CVE-2021-29588: TensorFlow Lite: DoS/RCE via crafted model stride=0
HIGH PoC AVAILABLEAny system loading untrusted TFLite models (edge devices, mobile apps, on-device inference pipelines) is exposed to a crafted model that triggers a division-by-zero in the TransposeConv operator, potentially leading to crash or code execution. Patch to TF 2.5.0 / 2.4.2 / 2.3.3 / 2.2.3 / 2.1.4 immediately and enforce model provenance controls—only load models from trusted, integrity-verified sources. This is a supply-chain-style attack surface: the malicious payload is the model file, not network traffic.
Risk Assessment
CVSS 7.8 High with local attack vector and low complexity. Despite the local vector, risk is elevated in any architecture that ingests externally-sourced TFLite models—mobile apps accepting user uploads, model marketplaces, or CI/CD pipelines that pull models from third-party registries.

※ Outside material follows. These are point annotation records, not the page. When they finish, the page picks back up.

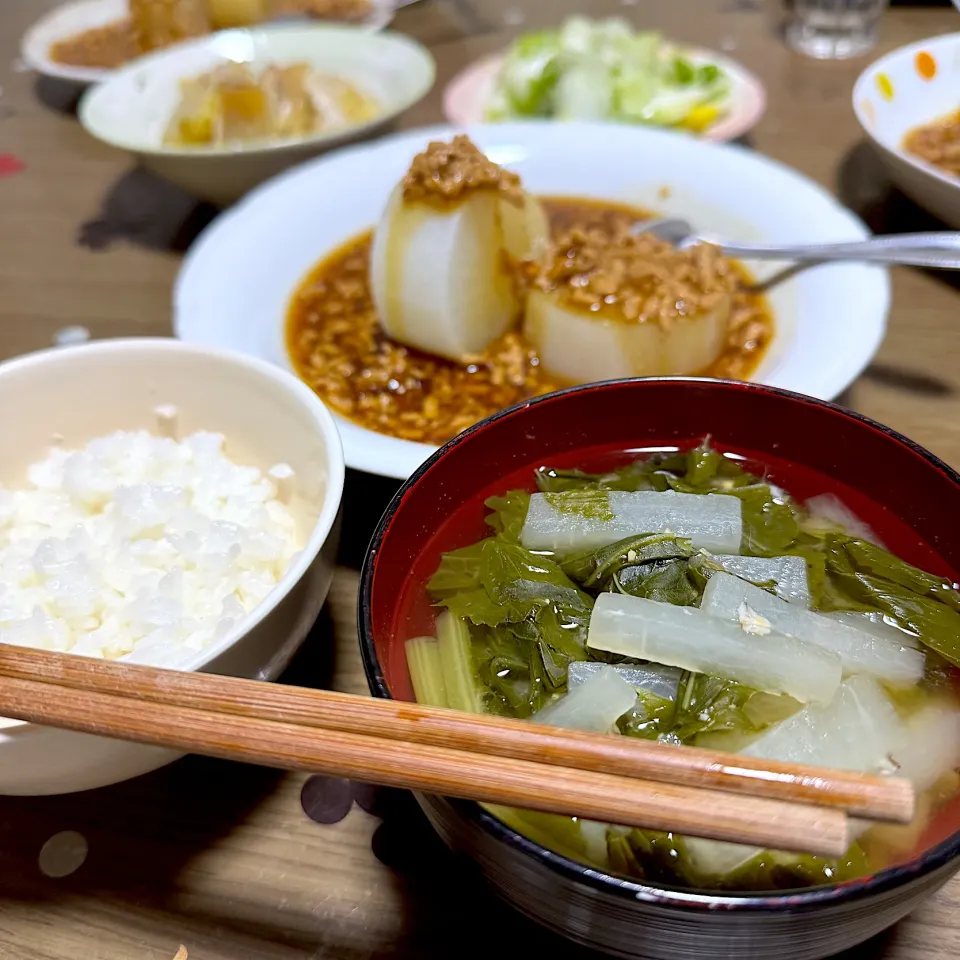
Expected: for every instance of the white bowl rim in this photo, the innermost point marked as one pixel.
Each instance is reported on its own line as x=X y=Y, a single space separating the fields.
x=857 y=97
x=381 y=17
x=400 y=466
x=333 y=492
x=257 y=147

The C:H/I:H/A:H CVSS scores indicate potential beyond pure DoS; memory corruption enabling code execution cannot be ruled out. Not in CISA KEV and no public exploitation confirmed, but the low attack complexity makes weaponization trivial for anyone with TFLite knowledge.
Affected Systems
| Package | Ecosystem | Vulnerable Range | Patched |
|---|---|---|---|
| tensorflow | pip | — | No patch |
Do you use tensorflow? You're affected.
Severity & Risk
Attack Surface
Recommended Action
5 steps-
Patch: Upgrade to TensorFlow 2.5.0, 2.4.2, 2.3.3, 2.2.3, or 2.1.4.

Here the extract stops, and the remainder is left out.